Marijuana Isn’t Really A Gateway Drug
Did that really come as a surprise to you?
See, the thing is that heavy drug users have, it seems, more often than not tried pot because, well, it’s more accessible. So, chances are, if you’ve tried less accessible drugs like heroine or cocaine, you’ve probably also tried marijuana. In fact, according to the Drug Policy Alliance, “most marijuana users never use any other illegal drug and the vast majority of those who do try another drug never become addicted or go on to have associated problems.”
In April 2015, Newsweek published an article called MARIJUANA IS NOT, REPEAT NOT, A GATEWAY DRUG. The article points to a number of other factors like poverty and association to heavy drug users as truer indicators, or gateways, to serious drug use. The article brings up the correlation between marijuana and illicit drug use, citing that “most of the research linking marijuana to harder drug use comes from the correlation between the two. However, as any junior scientist can tell you, correlation does not mean causation.”

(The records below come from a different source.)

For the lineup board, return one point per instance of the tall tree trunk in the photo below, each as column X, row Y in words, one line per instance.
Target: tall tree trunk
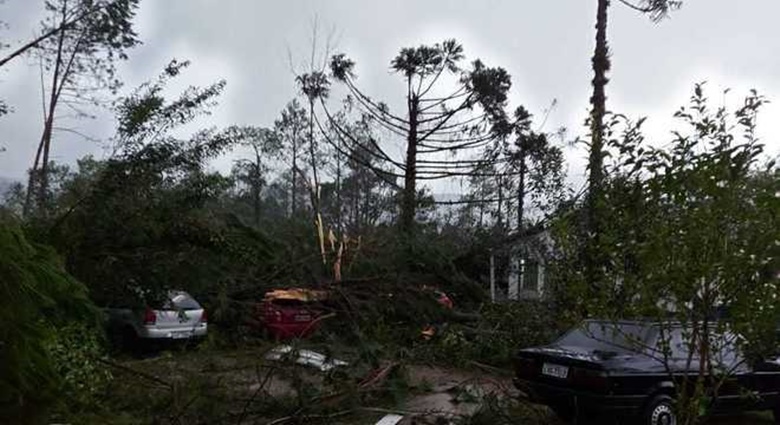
column 500, row 208
column 256, row 186
column 521, row 193
column 409, row 199
column 601, row 65
column 41, row 177
column 339, row 220
column 294, row 174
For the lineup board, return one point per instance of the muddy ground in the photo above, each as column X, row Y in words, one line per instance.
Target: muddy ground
column 243, row 387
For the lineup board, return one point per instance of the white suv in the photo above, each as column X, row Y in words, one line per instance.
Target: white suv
column 180, row 317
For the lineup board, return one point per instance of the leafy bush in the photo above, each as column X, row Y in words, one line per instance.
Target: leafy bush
column 500, row 330
column 36, row 297
column 75, row 350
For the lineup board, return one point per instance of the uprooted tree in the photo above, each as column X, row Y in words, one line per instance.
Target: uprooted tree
column 656, row 10
column 691, row 231
column 448, row 112
column 86, row 39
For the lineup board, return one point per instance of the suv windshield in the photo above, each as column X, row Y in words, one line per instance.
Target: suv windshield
column 609, row 336
column 182, row 301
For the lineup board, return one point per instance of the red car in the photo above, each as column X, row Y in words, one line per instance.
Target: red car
column 290, row 313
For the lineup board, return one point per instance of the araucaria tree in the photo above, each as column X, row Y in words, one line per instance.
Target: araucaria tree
column 657, row 10
column 691, row 230
column 448, row 112
column 79, row 58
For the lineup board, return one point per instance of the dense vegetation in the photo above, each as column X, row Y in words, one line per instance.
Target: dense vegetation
column 316, row 200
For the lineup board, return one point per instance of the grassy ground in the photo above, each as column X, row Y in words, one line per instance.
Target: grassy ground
column 211, row 386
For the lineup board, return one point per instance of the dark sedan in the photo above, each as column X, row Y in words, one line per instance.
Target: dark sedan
column 615, row 368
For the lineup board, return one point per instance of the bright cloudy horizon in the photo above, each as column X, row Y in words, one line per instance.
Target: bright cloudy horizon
column 545, row 46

Time published this article in 2010, that also brings up correlation as the crux of the marijuana gateway argument. “Hell’s Angels motorcycle gang members,” its author points out, “are probably more 104 times more likely to have ridden a bicycle as a kid than those who don’t become Hell’s Angels, but that doesn’t mean that riding a two-wheeler is a ‘gateway’ to joining a motorcycle gang.”
The two – marijuana and “the hard stuff” – do correlate. Those seeking mind alteration or strictly the high may seek it in many ways. But to continue on with the Nixon era charade that marijuana actually is a cause for escalated drug use?
What do you think? How serious an issue is this myth in your cannabis circles? How are you working to help make the fact known? Because it’s just not a gateway drug, is it?